De son côté, la Commission européenne, qui par ailleurs prône l’interopérabilité entre infrastructures, laquelle a pourtant montré ses limites et représenté une source de coûts sans rapport avec l’objectif recherché, a publié le 20 octobre 2009 une Communication qui annonçait les grandes lignes de la politique qu’elle entend mener en 2010 pour remédier à la problématique des marchés de dérivés de gré à gré. Parmi les mesures proposées figurent :
• la compensation des contrats de dérivés de gré à gré éligibles par le biais d’une CCP, avec l’objectif de rendre obligatoire la compensation centralisée pour les dérivés standardisés ;
• et un cadre juridique pour réglementer et surveiller les CCP (règles de fonctionnement, règles de conduite, gestion des risques…).
La Commission travaille aujourd’hui sur un projet de directive, European Market Infrastructure Legislation ou EMIL, avec la double ambition de traiter des infrastructures de Marchés – dont les chambres de compensation – et des produits dérivés. L’accent y est mis sur la nécessité de renforcer la robustesse des infrastructures pour réduire, sinon éliminer, les risques systémiques. Ce texte sera mis en consultation publique en avril/mai prochains, en vue d’une adoption par le Collège des commissaires en juillet, pour une mise en œuvre en 2012.
France Post-Marché plaide pour l’élaboration de deux textes, pour distinguer la démarche « service » représentée par l’aspect infrastructure, de celle relative aux produits – les dérivés OTC.
Pour sa part, le Conseil des Gouverneurs de la Banque Centrale Européenne a rappelé qu’il attachait une grande importance au fait de disposer d’une chambre de compensation, au minimum, installée dans la zone euro, pour traiter les dérivés OTC libellés en euros. Enfin, le Conseil ECOFIN a demandé le 2 décembre dernier que ces dérivés soient compensés par des contreparties centrales d’ici la fin 2012 au plus tard.
Depuis une trentaine d’années, les CCP ont été appelées à jouer un rôle grandissant dans les marchés organisés et sur un certain nombre de produits de plus en plus sophistiqués. Par ailleurs, l’intégration européenne passe aussi par un effort de consolidation des CCP, dont l’efficience est un atout incontestable pour une place financière. Ainsi, avec la crise, il est apparu que le meilleur traitement prudentiel des dérivés de crédit serait obtenu par l’emploi d’une contrepartie centrale de compensation supervisée par la Banque Centrale émettrice de la monnaie dans laquelle sont libellés les dérivés.
À cet égard les chambres de compensation peuvent être classées comme étant d’importance systémique. Elles sont des éléments déterminants dans le maintien de la stabilité financière en permettant aux opérateurs de prévenir les risques systémiques.
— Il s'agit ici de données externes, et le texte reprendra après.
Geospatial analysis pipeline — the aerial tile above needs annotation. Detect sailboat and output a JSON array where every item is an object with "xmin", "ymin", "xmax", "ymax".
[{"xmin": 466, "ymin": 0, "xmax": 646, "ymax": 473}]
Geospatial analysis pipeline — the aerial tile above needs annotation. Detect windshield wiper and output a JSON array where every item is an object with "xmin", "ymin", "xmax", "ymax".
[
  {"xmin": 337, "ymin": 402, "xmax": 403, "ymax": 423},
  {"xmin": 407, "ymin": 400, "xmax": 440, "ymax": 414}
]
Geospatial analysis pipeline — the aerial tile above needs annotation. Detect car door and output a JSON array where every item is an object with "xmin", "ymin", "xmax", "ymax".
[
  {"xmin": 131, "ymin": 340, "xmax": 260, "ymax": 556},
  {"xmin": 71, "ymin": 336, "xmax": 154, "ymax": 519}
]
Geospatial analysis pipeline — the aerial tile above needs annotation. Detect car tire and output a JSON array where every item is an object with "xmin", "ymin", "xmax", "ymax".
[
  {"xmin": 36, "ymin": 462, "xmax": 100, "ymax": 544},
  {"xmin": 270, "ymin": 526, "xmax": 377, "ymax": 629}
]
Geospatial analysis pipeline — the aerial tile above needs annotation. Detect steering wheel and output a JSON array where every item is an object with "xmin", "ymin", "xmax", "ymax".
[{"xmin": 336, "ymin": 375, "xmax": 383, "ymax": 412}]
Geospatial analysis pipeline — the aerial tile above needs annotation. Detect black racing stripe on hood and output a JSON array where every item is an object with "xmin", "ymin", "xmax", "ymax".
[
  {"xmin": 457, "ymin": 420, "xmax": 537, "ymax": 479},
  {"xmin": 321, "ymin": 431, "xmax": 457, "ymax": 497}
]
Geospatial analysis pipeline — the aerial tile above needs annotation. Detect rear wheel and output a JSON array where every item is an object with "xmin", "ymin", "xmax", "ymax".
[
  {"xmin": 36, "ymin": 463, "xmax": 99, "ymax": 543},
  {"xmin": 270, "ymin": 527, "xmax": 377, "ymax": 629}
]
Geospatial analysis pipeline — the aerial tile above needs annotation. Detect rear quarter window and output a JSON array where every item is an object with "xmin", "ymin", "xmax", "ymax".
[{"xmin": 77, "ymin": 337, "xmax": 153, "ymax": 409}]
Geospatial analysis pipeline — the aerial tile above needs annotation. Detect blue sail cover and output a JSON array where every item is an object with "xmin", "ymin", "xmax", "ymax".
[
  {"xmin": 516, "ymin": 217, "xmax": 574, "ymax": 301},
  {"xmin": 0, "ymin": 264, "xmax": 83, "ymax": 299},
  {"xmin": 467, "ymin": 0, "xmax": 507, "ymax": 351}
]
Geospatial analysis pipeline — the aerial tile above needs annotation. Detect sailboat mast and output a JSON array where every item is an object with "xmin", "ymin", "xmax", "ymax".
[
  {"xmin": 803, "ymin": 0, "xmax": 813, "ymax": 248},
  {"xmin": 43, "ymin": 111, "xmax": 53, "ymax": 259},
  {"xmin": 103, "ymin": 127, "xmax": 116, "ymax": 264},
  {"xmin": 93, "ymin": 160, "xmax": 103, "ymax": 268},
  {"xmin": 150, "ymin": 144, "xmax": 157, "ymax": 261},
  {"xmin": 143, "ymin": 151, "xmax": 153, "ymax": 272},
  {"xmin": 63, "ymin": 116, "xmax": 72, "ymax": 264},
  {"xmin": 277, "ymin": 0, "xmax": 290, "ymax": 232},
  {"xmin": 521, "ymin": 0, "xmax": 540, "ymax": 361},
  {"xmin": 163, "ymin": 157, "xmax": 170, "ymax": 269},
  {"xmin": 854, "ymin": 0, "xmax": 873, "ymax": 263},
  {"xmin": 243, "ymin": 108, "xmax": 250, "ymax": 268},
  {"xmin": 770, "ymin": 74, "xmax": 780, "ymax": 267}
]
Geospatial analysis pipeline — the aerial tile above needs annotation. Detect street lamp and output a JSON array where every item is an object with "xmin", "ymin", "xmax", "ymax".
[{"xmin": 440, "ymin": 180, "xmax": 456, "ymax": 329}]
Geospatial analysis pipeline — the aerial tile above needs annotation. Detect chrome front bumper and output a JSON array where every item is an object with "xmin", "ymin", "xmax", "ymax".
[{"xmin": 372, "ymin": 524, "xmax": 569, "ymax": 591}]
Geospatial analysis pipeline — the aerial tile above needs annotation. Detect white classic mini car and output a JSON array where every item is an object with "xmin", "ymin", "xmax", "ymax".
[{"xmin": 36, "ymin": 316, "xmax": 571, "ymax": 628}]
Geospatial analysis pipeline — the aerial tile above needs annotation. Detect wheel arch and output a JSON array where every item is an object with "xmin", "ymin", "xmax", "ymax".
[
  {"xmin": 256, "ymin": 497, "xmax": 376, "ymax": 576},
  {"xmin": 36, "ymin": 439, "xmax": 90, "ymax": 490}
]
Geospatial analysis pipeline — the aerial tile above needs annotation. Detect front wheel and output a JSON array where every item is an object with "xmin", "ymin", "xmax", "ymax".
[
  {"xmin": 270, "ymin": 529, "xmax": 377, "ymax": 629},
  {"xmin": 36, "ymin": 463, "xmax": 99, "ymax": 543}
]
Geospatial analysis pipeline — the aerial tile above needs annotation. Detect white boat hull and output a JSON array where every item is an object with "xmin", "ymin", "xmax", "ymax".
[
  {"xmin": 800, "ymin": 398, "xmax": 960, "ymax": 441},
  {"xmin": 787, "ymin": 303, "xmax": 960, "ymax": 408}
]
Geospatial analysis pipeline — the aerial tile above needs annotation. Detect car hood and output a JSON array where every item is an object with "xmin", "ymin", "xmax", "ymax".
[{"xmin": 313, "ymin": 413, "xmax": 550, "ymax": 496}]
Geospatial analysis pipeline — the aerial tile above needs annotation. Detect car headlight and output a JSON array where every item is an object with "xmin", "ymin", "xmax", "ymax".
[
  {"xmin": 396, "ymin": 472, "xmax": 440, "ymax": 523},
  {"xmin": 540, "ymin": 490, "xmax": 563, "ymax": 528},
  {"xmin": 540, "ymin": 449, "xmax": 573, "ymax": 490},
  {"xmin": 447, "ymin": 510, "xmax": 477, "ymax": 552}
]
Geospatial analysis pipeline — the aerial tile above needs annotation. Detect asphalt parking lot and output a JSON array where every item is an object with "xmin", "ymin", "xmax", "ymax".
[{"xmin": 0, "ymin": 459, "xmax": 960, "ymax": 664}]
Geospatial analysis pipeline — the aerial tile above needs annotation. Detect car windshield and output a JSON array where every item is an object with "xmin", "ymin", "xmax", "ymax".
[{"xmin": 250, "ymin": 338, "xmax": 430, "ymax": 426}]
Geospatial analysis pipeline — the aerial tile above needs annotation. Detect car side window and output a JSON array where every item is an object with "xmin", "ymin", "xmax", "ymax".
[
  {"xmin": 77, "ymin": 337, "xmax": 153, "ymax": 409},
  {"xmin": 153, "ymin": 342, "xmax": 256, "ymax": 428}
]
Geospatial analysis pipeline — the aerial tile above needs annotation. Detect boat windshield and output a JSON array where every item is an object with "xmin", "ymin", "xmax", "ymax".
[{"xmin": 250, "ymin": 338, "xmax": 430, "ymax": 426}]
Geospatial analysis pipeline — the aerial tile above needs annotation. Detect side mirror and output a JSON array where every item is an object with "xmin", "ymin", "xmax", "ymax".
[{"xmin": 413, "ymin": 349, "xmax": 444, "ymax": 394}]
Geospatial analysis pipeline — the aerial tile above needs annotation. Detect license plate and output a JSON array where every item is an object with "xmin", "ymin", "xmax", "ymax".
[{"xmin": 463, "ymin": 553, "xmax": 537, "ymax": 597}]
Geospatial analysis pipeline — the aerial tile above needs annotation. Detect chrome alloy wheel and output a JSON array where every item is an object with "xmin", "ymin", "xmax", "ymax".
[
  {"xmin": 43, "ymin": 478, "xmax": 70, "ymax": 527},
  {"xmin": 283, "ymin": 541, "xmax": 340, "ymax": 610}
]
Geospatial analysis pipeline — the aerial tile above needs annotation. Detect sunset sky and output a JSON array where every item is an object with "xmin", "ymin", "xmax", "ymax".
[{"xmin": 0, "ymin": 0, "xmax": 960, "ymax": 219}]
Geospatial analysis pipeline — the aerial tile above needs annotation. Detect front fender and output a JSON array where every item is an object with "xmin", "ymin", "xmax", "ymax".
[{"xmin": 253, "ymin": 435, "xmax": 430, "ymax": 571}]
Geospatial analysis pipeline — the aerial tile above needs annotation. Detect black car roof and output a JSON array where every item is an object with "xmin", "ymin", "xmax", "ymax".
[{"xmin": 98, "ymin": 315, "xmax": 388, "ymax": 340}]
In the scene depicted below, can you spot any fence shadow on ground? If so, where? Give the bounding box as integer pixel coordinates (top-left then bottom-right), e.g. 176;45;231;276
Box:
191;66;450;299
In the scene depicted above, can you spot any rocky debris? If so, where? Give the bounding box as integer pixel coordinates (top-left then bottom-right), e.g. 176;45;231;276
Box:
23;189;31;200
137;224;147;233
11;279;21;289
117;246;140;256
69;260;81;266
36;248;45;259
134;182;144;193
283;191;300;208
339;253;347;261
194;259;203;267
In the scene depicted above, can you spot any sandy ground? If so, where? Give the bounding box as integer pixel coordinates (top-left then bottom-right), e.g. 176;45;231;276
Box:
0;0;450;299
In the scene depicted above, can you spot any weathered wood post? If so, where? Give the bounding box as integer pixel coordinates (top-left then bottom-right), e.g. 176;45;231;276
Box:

Dans la chaîne des activités post-marché, elles sont le lien indispensable avec le règlement/livraison, et assurent la sécurité des membres de marché. Nous l’avons bien vu lors de la faillite de Lehman où l’accès direct à la liquidité de la monnaie banque centrale, la résilience de notre CCP et l’excellence du risk management ont joué un rôle essentiel.
L’emploi d’une CCP permet également de bénéficier d’une meilleure connaissance des volumes échangés.
Les observateurs s’interrogent sur le paysage qui va progressivement prendre forme, sous la pression des régulateurs, comme nous l’avons vu, mais aussi du marché, à l’issue de la plus grande crise financière rencontrée depuis 80 ans. Nous verrons lors de cette conférence quelles sont les principales chambres de compensation déjà en place et celles qui entrent en lice.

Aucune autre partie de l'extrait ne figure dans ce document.